Autor: werbit

  • „Und das erzählst du dir selbst? Warum?“ „Na ja, sonst ist doch niemand da, den so was interessiert.“ Herr Koreander schwieg eine Weile nachdenklich. „Was meinen denn deine Eltern dazu?“ Bastian antwortete nicht gleich. Erst nach einer Weile murmelte er: „Vater sagt nichts.
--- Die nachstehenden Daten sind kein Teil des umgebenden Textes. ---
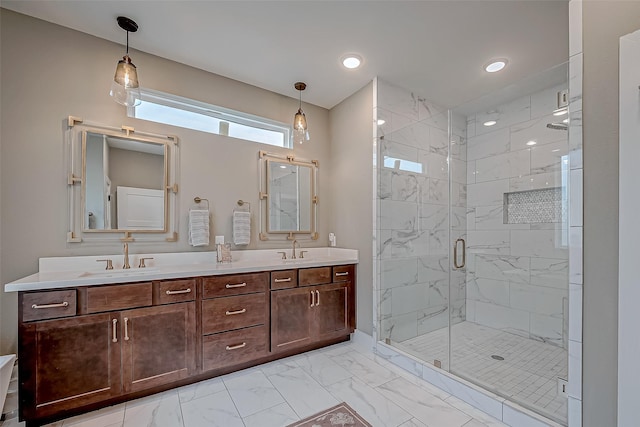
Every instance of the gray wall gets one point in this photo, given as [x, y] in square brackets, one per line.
[50, 72]
[604, 22]
[352, 190]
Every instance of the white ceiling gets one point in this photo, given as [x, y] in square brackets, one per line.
[435, 48]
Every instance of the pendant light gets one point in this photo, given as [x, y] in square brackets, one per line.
[125, 88]
[300, 132]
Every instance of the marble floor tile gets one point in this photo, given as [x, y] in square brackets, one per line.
[322, 368]
[373, 406]
[158, 410]
[277, 416]
[364, 368]
[282, 392]
[278, 366]
[478, 415]
[198, 390]
[424, 406]
[252, 392]
[302, 392]
[216, 410]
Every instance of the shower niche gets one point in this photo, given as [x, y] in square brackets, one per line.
[448, 178]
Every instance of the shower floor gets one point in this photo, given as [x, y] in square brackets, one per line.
[528, 374]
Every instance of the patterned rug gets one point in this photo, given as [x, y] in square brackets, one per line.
[341, 415]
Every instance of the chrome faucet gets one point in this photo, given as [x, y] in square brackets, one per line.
[126, 256]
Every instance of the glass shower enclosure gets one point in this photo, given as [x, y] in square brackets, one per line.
[472, 236]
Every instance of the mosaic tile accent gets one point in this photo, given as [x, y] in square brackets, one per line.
[546, 205]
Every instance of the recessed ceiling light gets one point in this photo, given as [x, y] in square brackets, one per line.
[495, 65]
[351, 61]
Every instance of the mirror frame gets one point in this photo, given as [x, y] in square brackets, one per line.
[265, 159]
[75, 147]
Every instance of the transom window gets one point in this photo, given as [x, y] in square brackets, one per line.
[191, 114]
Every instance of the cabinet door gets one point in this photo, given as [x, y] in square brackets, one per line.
[158, 345]
[291, 318]
[331, 311]
[69, 363]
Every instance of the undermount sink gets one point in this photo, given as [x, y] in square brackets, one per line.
[120, 273]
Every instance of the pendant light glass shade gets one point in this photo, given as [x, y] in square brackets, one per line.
[300, 132]
[125, 88]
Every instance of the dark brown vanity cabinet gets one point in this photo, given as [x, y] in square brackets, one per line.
[103, 348]
[235, 315]
[320, 307]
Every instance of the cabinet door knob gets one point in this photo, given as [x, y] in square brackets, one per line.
[56, 305]
[239, 285]
[126, 329]
[114, 323]
[235, 347]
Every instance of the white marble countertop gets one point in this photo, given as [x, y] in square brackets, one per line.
[66, 272]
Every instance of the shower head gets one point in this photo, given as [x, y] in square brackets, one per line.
[557, 126]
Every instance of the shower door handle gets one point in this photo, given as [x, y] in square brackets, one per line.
[455, 253]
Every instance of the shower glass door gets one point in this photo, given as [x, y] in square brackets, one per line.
[508, 293]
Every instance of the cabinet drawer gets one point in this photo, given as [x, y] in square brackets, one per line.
[118, 297]
[284, 279]
[48, 305]
[314, 276]
[343, 273]
[237, 284]
[230, 348]
[176, 291]
[223, 314]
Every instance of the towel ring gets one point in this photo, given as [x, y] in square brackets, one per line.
[198, 200]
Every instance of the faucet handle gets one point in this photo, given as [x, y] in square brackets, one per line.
[142, 265]
[109, 263]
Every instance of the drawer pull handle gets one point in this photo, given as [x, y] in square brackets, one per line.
[126, 329]
[239, 285]
[184, 291]
[235, 347]
[57, 305]
[115, 331]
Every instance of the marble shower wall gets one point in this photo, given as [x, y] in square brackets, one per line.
[517, 278]
[412, 213]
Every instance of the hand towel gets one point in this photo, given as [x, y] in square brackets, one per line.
[241, 227]
[199, 227]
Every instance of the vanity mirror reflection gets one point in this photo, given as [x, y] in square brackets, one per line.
[288, 196]
[120, 181]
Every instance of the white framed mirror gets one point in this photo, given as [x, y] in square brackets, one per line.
[288, 196]
[120, 181]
    Er sagt nie was. Es ist ihm alles ganz gleich.“ „Und deine Mutter?“ „Die – ist nicht mehr da.“ „Sind deine Eltern geschieden?“ „Nein“, sagte Bastian, „sie ist tot.“ In diesem Augenblick klingelte das Telefon. Herr Koreander erhob sich mit einiger Anstrengung aus seinem Lehnstuhl und schlurfte in ein kleines Kabinett, das hinter dem Laden lag. Er hob ab, und Bastian hörte undeutlich, wie Herr Koreander seinen Namen nannte. Dann schloß sich die Tür des Kabinetts, und nun war nichts mehr zu hören als ein dumpfes Gemurmel. Bastian stand da und wußte nicht recht, wie ihm geschehen war und warum er das alles gesagt und zugegeben hatte. Er haßte es, so ausgefragt zu werden. Siedendheiß fiel ihm plötzlich ein, daß er schon viel zu spät in die Schule kommen würde, ja, gewiß, er mußte sich beeilen, er mußte rennen – aber er blieb stehen, wo er stand und konnte sich nicht entschließen. Irgend etwas hielt ihn fest, er wußte nicht was. Die dumpfe Stimme klang immer noch aus dem Kabinett herüber. Es war ein langes Telefongespräch. Bastian wurde sich bewußt, daß er die ganze Zeit schon auf das Buch starrte, das Herr Koreander vorher in Händen gehalten hatte und das nun auf dem Ledersessel lag. Er konnte einfach seine Augen nicht abwenden davon. Es war ihm, als ginge eine Art Magnetkraft davon aus, die ihn unwiderstehlich anzog. Er näherte sich dem Sessel, er streckte langsam die Hand aus, er berührte das Buch – und im gleichen Augenblick machte etwas in seinem Inneren „klick!“, so als habe sich eine Falle geschlossen. Bastian hatte das dunkle Gefühl, daß mit dieser Berührung etwas Unwiderrufliches begonnen hatte und nun seinen Lauf nehmen würde. Er hob das Buch hoch und betrachtete es von allen Seiten. Der Einband war aus kupferfarbener Seide und schimmerte, wenn er es hin und her drehte. Bei flüchtigem Durchblättern sah er, daß die Schrift in zwei verschiedenen Farben gedruckt war.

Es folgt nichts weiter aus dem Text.